Application security firm Black Duck has been named a Leader in Gartner’s first-ever Magic Quadrant for Software Supply Chain Security, the company announced today. The inaugural report assessed 18 vendors against two axes, Completeness of Vision and Ability to Execute, and placed Black Duck firmly in the Leaders quadrant.
The timing of the report reflects a broader shift in the threat landscape. Software supply chain attacks have surged in recent years, prompting regulators on both sides of the Atlantic to act. The EU’s Cyber Resilience Act now mandates rigorous software component transparency, while US federal guidance continues to push for software bill of materials (SBOM) adoption across critical infrastructure sectors.
Greg Hughes, CEO of Black Duck, framed the recognition in the context of that accelerating regulatory and technological pressure. He pointed to two forces in particular: the obligations introduced by the EU Cyber Resilience Act and the widening impact of AI on how software is written and how vulnerabilities are discovered. “Software supply chain security is now a board-level priority, driven by regulations like the EU Cyber Resilience Act and the transformative impact of AI on software development and vulnerability discovery,” Hughes said.
Hughes added that Black Duck is embedding AI across its platform, combined with what he described as decades of domain expertise and deep contextual intelligence, to give organisations visibility and automation capable of keeping pace with attackers.
The announcement was accompanied by details of several recent product innovations across the platform:
- AI Model Risk Insights. Uses signature-based analysis to detect embedded open source and hybrid AI models, supporting licence governance and AI-BOM workflows.
- Risk-Based Vulnerability Prioritisation. Extends exploitability and reachability analysis across source code, binaries, and containers to cut remediation noise.
- AI-Driven Dependency Remediation. Leverages large language models and curated security intelligence to generate minimal patches for vulnerable dependencies, including where no upstream fix exists.
- SBOM & Vulnerability Disclosure Maturity. Enhances SBOM lifecycle management with expanded VEX export in CSAF 2.0 format, targeting EU CRA alignment.
- Expanded Support for Hardened Container Images. Ingests supplier-provided VEX data for hardened images such as Chainguard, Docker, and Minimus to reduce false positives.
The creation of a dedicated Software Supply Chain Security Magic Quadrant is significant in itself.
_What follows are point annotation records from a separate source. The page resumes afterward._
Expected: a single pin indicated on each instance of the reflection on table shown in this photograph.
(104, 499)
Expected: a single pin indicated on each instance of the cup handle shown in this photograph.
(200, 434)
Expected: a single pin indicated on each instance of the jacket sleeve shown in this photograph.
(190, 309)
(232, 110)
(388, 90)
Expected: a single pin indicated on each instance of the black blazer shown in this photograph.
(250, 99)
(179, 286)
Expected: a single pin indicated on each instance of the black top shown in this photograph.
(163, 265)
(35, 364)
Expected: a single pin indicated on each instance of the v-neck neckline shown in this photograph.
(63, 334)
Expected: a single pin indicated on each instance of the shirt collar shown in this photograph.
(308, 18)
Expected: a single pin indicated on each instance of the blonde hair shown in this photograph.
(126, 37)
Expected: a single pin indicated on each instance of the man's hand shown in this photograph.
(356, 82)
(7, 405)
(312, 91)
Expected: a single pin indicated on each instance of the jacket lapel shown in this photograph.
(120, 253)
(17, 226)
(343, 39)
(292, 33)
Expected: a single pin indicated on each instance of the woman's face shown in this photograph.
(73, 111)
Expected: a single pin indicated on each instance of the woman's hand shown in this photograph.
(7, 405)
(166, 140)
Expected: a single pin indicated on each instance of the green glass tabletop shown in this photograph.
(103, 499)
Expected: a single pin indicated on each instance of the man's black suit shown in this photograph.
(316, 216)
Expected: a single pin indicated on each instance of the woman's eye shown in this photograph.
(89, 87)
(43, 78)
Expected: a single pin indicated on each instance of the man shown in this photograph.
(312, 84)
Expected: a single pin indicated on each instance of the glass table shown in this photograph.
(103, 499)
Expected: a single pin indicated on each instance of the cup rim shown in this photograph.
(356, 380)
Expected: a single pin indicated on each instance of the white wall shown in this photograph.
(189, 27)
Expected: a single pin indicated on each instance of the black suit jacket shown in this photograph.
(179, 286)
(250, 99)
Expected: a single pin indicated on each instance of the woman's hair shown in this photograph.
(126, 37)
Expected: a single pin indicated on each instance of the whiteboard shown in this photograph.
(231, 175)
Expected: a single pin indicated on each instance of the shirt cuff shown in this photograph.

Gartner’s move to carve out this category signals that analysts now regard SSCS as a mature, standalone discipline rather than a subset of application security testing or DevSecOps tooling.
For practitioners, the Gartner framing is a useful anchor when building internal business cases. The research firm noted that engineering teams can use SSCS tools to automate the enforcement of security and compliance policies and to meet regulatory and government mandates, language that will resonate with CISOs facing audit and procurement scrutiny.
Black Duck also holds a Leader position in the Gartner Magic Quadrant for Application Security Testing, a designation it has held for eight consecutive years, making it one of the few vendors to simultaneously lead in both quadrants.